The number of visits to shops fell by 2.4% in December, according to today’s BRC/Springboard Footfall Monitor for December 2012. The biggest loser was the high street, where visits fell by 3.7% last month, the greatest fall since August 2012. But trips to shops were down across the board, with out-of-town centres seeing visits down by 0.6% and shopping centres down by 1.5%.

The trend is confirmed by three-month average figures: between October and December 2012, retail footfall fell by 2.7%, with the high street down by 3.8%, out-of-town down by 1.2% and shopping centres down by 1.8%.

The figures, said BRC director general Helen Dickinson, reflected changes in the way we shop.

“These figures highlight how the rapid evolution of multichannel is changing the face of shopping, particularly at Christmas,” she said. “Rather than making multiple trips to the shops over the festive period, many of us planned ahead for our gift buying and took advantage of retailers’ investment in services like click and collect so that they could cover off their festive spending at their convenience.”

She said the timing of Christmas meant that many held off spending until the final few days.

“We saw in last week’s sales figures that the final result was respectable overall with multichannel the story of the season,” said Dickinson. “These figures similarly highlight that continuing caution and changing spending habits were central themes of Christmas trading in 2013.”

Diane Wehrle, retail insights director at Springboard, said: “Unfortunately, November’s warning of a challenging Christmas trading period came to pass.

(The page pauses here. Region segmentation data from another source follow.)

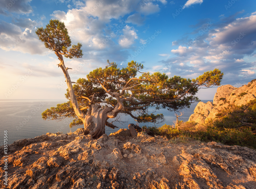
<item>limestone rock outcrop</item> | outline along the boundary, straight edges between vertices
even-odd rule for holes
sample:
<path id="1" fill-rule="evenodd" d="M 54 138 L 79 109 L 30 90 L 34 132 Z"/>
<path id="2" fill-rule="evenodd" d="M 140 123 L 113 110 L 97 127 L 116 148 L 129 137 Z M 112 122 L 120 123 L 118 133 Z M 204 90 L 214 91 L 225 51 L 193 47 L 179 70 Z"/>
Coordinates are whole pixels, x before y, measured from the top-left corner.
<path id="1" fill-rule="evenodd" d="M 219 110 L 228 107 L 231 104 L 237 106 L 245 104 L 256 98 L 256 81 L 249 82 L 238 88 L 230 85 L 218 87 L 212 103 L 198 103 L 190 116 L 189 121 L 203 124 L 216 117 Z"/>
<path id="2" fill-rule="evenodd" d="M 1 188 L 256 188 L 254 150 L 178 138 L 173 144 L 142 132 L 133 137 L 124 130 L 95 140 L 83 135 L 83 130 L 9 145 L 8 170 L 0 168 L 8 182 L 1 179 Z M 6 158 L 1 155 L 3 165 Z"/>

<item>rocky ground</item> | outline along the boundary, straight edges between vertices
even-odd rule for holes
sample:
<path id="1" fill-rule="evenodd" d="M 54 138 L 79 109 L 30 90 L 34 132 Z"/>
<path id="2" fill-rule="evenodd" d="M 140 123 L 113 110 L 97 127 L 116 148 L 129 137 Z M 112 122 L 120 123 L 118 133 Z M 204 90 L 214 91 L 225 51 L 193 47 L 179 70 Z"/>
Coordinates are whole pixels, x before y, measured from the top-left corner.
<path id="1" fill-rule="evenodd" d="M 8 145 L 8 185 L 2 188 L 256 188 L 256 151 L 246 147 L 171 141 L 122 129 L 97 140 L 78 129 Z M 0 150 L 3 151 L 3 146 Z"/>
<path id="2" fill-rule="evenodd" d="M 189 121 L 204 124 L 216 118 L 219 110 L 228 108 L 231 104 L 241 106 L 256 98 L 256 80 L 249 82 L 238 88 L 230 85 L 218 87 L 213 102 L 199 102 Z"/>

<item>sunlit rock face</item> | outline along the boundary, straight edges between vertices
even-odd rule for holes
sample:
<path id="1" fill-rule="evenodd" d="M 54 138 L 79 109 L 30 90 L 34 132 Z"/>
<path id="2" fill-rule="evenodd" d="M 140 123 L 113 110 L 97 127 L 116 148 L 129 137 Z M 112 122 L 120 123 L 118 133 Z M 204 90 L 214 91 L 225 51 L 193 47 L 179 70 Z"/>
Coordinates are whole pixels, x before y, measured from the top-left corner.
<path id="1" fill-rule="evenodd" d="M 197 123 L 198 126 L 203 124 L 215 118 L 219 110 L 228 107 L 230 104 L 241 106 L 255 98 L 256 81 L 238 88 L 230 85 L 221 86 L 218 87 L 213 103 L 199 102 L 188 121 Z"/>
<path id="2" fill-rule="evenodd" d="M 210 109 L 205 107 L 205 111 Z M 70 135 L 48 133 L 9 145 L 8 185 L 1 182 L 0 186 L 250 189 L 256 186 L 256 152 L 246 147 L 190 139 L 184 143 L 179 138 L 173 143 L 145 132 L 132 137 L 124 129 L 97 140 L 83 133 L 82 128 Z M 5 158 L 2 157 L 2 165 Z M 4 171 L 0 169 L 1 178 Z"/>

Footfall increased over the month from November, but the uplift was just not enough to deliver an increase from December 2012 and footfall dropped annually by -2.4%.

“The drop in footfall was double that of December 2012, but unlike last year, high streets bore the brunt, with an annual decline of more than double that in shopping centres. The combination of the emphasis by retailers to drive online sales and the discounting introduced by retailers early on the month meant shoppers delayed visits to retail destinations until as late as possible which adversely affected footfall early on in the month.”

The last weekend before Christmas, she said, was adversely affected by stormy weather that dissuaded shoppers from venturing out.